A hi-tech video rifle scope has given big-game hunters a means for “shoot-and-release” competition similar to the catch-and-release concept that launched the lucrative bass tournament industry.
“Hunters oppose contests that involve killing a lot of game, but a man who shoots one big buck isn’t necessarily the best hunter – he might just be the luckiest,” said Brian Lynn of Liberty Lake, who’s contracted to help facilitate the series competitions and online coverage.
With those factors in mind, Greg Koch, the Oklahoma wildlife manager and entrepreneur, founded the American Whitetail Authority. He drummed up interest from investors and television. The contests are tentatively scheduled to be broadcast this winter in 13 episodes on the Outdoor Channel.
Then Koch went on the road last spring, visiting all the Bass Pro Shops in 22 states to interview prospects to compete for the title of America’s best whitetail hunter.
The prize is a 2-foot-tall bronze bust of a whitetail buck.

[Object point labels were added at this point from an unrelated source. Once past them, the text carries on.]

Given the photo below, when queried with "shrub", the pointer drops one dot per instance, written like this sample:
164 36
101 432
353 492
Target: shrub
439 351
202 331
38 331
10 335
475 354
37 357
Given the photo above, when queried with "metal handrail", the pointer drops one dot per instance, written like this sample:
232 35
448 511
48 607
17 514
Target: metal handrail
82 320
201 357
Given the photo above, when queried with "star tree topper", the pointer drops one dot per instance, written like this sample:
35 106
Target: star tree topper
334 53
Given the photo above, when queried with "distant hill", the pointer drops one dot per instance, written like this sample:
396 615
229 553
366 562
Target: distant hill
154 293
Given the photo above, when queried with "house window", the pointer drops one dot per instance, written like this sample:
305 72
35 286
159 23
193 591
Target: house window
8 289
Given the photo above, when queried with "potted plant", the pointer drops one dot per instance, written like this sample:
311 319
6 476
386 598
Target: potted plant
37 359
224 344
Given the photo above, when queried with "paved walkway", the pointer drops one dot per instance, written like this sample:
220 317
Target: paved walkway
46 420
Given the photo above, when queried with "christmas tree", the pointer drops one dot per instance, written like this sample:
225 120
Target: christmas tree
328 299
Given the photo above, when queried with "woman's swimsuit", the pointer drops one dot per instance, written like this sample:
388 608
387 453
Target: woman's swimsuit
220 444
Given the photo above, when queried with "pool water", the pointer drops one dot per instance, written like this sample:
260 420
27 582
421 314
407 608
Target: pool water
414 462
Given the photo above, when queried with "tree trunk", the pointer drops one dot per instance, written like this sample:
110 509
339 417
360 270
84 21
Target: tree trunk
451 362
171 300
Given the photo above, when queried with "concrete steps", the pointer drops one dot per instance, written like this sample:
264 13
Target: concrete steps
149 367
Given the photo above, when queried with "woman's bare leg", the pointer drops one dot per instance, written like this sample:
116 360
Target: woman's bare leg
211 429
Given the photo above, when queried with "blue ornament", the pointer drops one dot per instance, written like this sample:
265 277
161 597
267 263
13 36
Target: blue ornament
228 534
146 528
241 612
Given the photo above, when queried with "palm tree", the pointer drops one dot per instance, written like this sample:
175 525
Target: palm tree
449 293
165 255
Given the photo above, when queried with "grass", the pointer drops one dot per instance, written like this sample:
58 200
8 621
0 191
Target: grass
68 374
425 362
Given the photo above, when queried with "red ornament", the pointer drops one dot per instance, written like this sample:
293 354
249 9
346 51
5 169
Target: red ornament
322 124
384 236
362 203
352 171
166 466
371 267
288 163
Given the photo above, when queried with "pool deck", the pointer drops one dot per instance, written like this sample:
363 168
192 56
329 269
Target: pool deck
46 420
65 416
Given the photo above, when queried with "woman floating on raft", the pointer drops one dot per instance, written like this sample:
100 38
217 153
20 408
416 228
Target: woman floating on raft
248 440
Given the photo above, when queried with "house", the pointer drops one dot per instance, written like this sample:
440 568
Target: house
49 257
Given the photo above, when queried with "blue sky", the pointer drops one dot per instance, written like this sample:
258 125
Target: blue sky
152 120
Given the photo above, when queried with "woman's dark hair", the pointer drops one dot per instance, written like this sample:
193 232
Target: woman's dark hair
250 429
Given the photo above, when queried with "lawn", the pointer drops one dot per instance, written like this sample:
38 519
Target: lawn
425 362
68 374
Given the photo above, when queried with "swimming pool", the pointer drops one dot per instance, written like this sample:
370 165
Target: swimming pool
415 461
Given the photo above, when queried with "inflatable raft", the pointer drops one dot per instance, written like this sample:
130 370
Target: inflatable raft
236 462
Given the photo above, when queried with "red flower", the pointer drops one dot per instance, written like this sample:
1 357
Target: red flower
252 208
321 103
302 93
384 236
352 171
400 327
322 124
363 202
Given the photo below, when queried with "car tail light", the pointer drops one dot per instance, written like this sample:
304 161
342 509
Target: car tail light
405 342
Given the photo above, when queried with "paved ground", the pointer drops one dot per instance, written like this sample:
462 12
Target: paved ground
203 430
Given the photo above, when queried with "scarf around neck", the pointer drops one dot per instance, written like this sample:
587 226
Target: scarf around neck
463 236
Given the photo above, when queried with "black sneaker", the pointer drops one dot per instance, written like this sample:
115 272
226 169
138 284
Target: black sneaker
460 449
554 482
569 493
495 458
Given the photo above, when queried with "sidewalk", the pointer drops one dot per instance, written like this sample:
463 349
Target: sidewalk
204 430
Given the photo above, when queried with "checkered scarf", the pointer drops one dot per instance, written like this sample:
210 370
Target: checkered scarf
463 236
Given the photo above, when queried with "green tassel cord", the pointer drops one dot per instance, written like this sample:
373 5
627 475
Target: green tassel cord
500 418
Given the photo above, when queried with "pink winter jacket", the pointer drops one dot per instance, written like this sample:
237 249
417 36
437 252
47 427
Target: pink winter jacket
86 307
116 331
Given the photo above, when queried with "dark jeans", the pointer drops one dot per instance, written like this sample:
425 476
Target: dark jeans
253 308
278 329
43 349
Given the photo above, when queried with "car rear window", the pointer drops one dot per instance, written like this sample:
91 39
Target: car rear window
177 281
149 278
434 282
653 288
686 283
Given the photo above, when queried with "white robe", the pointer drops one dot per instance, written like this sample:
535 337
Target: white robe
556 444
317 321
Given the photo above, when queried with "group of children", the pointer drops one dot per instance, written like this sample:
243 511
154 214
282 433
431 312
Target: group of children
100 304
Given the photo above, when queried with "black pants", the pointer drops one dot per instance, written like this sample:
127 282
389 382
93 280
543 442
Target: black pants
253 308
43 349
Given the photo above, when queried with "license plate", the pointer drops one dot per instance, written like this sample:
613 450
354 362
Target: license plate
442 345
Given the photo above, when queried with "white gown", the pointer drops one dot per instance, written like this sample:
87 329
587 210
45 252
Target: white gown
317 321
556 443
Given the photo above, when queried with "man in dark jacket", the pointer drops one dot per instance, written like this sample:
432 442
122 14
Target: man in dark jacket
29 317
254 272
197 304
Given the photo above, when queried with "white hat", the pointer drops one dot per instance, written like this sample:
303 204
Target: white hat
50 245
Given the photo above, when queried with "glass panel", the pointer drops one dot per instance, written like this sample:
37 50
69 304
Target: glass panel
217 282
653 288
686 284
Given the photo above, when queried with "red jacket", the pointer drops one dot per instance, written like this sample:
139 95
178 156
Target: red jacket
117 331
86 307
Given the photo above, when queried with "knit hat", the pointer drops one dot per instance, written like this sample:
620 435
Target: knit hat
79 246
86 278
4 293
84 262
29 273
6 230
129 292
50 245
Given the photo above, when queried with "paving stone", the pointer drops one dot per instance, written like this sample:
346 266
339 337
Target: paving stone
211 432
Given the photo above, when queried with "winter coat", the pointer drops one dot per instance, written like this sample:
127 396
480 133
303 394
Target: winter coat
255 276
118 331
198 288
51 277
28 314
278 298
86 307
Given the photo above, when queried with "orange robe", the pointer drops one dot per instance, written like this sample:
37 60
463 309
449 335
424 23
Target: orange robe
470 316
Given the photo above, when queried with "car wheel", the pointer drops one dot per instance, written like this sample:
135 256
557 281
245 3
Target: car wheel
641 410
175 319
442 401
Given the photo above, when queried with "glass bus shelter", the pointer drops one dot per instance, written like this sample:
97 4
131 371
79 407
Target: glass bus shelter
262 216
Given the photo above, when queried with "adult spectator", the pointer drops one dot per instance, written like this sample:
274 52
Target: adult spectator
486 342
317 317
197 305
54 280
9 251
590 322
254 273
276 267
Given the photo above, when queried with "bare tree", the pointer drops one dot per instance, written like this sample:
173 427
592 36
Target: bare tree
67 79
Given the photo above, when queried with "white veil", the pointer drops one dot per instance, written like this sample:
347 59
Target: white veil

“Koch got tired of watching TV shows that feature guys shooting big bucks on guided trips where somebody else does all the work to get him the shot,” Lynn said.
“He wanted to showcase the great but unknown hunters who don’t get the recognition and then pass on their knowledge to the other 10 million deer hunters out there.”
Key to the venture is the Elcan DigitalHunter, a $1,200 rifle scope-video recorder combo introduced by Raytheon Co. in 2005.
The scope records exactly what the hunter sees in the crosshairs as he aims and shoots.
“They’re shooting blanks, so when the judges see the white smoke in the video, they back up a frame to see exactly where the crosshairs where when the shot was fired,” Lynn said. “Shot placement is part of the score.”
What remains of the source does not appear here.